The Berkeley Tribe was a radical counterculture underground newspaper published in Berkeley, California from 1969 to 1972. It was formed after a bitter staff dispute with publisher Max Scherr split the nationally known Berkeley Barb into new competing underground weeklies. In July 1969 some 40 editorial and production staff with the Barb went on strike for three weeks, then started publishing the Berkeley Tribe as a rival paper, after first printing an interim issue called Barb on Strike to discuss the strike issues with the readership. They incorporated as Red Mountain Tribe, named after a popular brand of cheap California wine.
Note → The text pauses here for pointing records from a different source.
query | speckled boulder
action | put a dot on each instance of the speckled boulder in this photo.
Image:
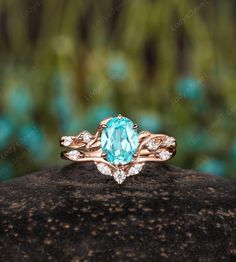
(75, 214)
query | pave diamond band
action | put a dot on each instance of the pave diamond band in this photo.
(117, 149)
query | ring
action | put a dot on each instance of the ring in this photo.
(117, 148)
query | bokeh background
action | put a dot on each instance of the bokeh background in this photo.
(67, 64)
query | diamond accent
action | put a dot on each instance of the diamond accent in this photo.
(104, 169)
(152, 145)
(135, 169)
(86, 136)
(119, 176)
(170, 141)
(67, 141)
(164, 155)
(74, 154)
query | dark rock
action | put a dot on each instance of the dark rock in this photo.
(75, 214)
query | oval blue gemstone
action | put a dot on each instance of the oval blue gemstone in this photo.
(119, 140)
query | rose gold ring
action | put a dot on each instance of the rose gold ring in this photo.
(117, 149)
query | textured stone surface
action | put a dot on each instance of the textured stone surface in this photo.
(75, 214)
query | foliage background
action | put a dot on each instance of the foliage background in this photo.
(168, 65)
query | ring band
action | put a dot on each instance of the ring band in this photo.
(117, 149)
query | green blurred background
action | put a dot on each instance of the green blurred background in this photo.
(168, 65)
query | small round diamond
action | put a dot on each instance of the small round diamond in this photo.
(86, 136)
(73, 155)
(67, 141)
(164, 155)
(135, 169)
(119, 176)
(170, 141)
(152, 145)
(104, 169)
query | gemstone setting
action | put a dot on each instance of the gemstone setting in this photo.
(119, 176)
(104, 169)
(119, 140)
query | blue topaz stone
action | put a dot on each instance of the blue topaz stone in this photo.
(119, 140)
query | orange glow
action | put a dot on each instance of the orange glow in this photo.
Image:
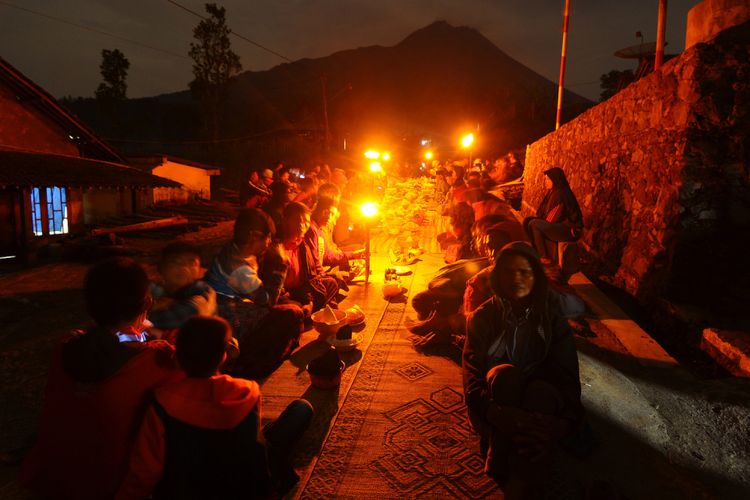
(369, 209)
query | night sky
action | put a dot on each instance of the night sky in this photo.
(65, 59)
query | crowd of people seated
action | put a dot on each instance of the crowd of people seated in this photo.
(158, 396)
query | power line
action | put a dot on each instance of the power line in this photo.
(241, 37)
(93, 30)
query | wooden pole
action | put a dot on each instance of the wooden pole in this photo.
(561, 82)
(661, 29)
(367, 251)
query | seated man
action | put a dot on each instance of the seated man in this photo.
(181, 294)
(520, 373)
(247, 297)
(317, 239)
(457, 240)
(201, 437)
(303, 283)
(98, 389)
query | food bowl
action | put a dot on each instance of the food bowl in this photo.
(355, 315)
(327, 325)
(325, 380)
(343, 345)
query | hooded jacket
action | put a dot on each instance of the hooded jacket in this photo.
(559, 205)
(487, 325)
(97, 394)
(201, 438)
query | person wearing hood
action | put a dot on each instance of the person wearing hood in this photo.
(520, 372)
(98, 388)
(202, 436)
(558, 217)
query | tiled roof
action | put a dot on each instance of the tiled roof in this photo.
(24, 168)
(33, 95)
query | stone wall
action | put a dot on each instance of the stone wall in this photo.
(661, 171)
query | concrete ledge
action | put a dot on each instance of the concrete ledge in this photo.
(638, 343)
(731, 349)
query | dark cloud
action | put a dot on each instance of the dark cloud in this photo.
(65, 60)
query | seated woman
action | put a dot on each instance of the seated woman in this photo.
(303, 283)
(448, 322)
(520, 372)
(558, 217)
(247, 297)
(457, 240)
(281, 194)
(98, 388)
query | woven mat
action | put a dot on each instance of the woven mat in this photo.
(402, 428)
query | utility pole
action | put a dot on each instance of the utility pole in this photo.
(566, 17)
(325, 112)
(661, 28)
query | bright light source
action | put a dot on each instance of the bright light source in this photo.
(369, 209)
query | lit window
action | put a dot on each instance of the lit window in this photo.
(57, 210)
(36, 212)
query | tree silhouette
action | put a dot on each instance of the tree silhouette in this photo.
(114, 70)
(214, 63)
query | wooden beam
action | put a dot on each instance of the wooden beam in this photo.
(141, 226)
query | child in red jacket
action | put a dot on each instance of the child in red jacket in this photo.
(202, 438)
(98, 389)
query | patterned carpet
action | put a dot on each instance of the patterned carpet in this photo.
(397, 427)
(402, 429)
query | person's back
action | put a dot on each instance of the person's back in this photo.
(97, 391)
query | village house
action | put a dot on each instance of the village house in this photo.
(56, 175)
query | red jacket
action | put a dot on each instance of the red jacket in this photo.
(97, 394)
(215, 403)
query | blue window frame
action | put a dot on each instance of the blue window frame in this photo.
(56, 217)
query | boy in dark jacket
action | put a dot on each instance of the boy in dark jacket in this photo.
(202, 436)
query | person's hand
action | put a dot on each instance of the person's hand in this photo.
(537, 435)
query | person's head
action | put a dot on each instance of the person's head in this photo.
(284, 174)
(324, 208)
(330, 190)
(554, 178)
(474, 179)
(488, 236)
(461, 219)
(281, 192)
(518, 275)
(179, 265)
(254, 177)
(253, 231)
(307, 185)
(455, 175)
(268, 177)
(201, 345)
(117, 294)
(294, 223)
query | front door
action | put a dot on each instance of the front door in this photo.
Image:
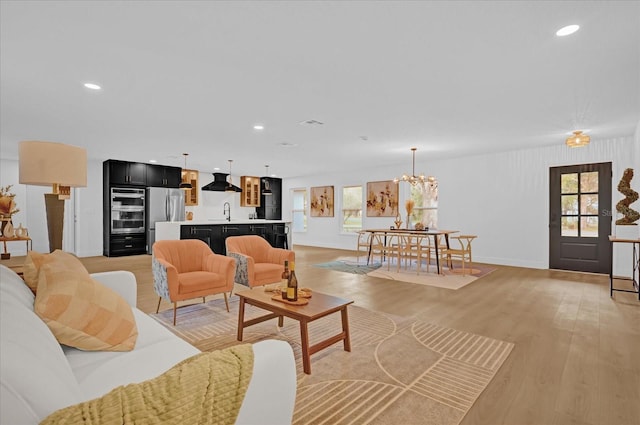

Berkeley Tribe quickly positioned itself as more radical, counter-cultural and politically astute than Scherr's Barb; it soon became more successful, surpassing an initial press run of 20,000 reaching a high point of 60,000 copies by the spring of 1970, according to the Audit Bureau of Circulations. The Tribe was published weekly from early July 1969 until May 1972; by that time the feminist-run newspaper went biweekly for its final issues, folding in May. Like the Barb it was sold on the streets of Berkeley, Oakland and San Francisco by hippie street vendors; all staff were paid weekly with 100 copies which they too sold. Tribe was a member of the Underground Press Syndicate (UPS)—core staff were also involved with the start of UPS—and Liberation News Service.

Original contributions included cartoons by Robert Crumb, Gilbert Shelton and Spain Rodriguez; news covers and illustrations by Stanley Mouse, Rick Griffin, Victor Moscoso, Matthew Steen and Gary Grimshaw; poetry and prose from Marge Piercy and Diane DiPrima; feminist writings by Jane Alpert and Robin Morgan; and original works by William Burroughs, Gary Snyder, Timothy Leary, John Sinclair and Baba Ram Dass, and photographs by Stephen Shames and Alan Copeland.